Since some developing countries rely more on corporate tax revenue, such slippage has a disproportionate effect on the amount of money spent on schools, healthcare and roads.
Thomas Torslov and Ludvig Wier told TRT World that they have found that multinational corporations are much more aggressive in transferring their profits when they are in a developing country.
“Even though the dollar figure might be lower right now compared to the world, we expect it will grow as the companies expand,” Wier says.
“Our study shows that a multinational corporation in a developing country is twice as likely to report zero profit when faced with the opportunity to move the profit outside then if it were in a developed country.”
Tech companies have made tax collectors' jobs even harder.
Apple, Google and Skype have moved codes and algorithms, which are difficult to be priced, to offshore centres. They charge their subsidiaries for using this intellectual property and move profits to tax havens in the process.
“That’s because the laws and rules that govern tax payments were made a hundred years ago.

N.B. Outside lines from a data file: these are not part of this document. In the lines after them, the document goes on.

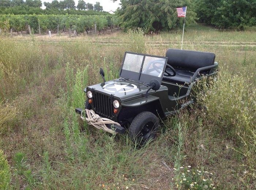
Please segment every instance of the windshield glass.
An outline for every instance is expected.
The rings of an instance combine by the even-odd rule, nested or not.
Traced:
[[[119,76],[147,83],[152,79],[162,82],[167,59],[165,57],[126,52]]]

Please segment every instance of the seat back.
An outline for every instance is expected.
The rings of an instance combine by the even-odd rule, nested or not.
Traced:
[[[194,72],[199,68],[214,64],[215,60],[215,54],[213,53],[174,49],[169,49],[165,56],[168,57],[167,64],[175,69]]]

They were made in another time when things were simpler,” Torslov says.
“Because we are using old rules on very modern firms, the firms are able to twist these rules in their favour.”
Like many other economists and activists, Torslov and Wier recommend that the profits of big firms should be taxed proportional to the sales they make in each country.
“Instead of asking where are the profits, ask how much of iPhone sales were made in an individual country and tax the profit according to that,” Wier says.
It is a radically different system but not unusual. The US has been using it for years to settle tax distribution between its various states.
No silver bullet
Governments around the world have increased efforts to curb tax evasion and have begun to co-operate by sharing financial information of each other’s citizens.
Until 2014, the only way to get information about someone’s assets in another country was to make a formal request for it.
Led by the OECD, an organisation of rich countries, more than 100 jurisdictions have now adopted the procedure to automatically exchange financial information of non-residents.
But it remains to be seen how effective this will be in taming a multi-trillion dollar industry.
And authors of the Stolen Asset Recovery Initiative report have a stern warning.
They say whenever authorities will try to lift the veil of secrecy, the culprit will search for new ways to hide his wealth.
“New forms of deception will be developed in response,” the report’s authors wrote.
“The quest for a silver bullet is illusory.”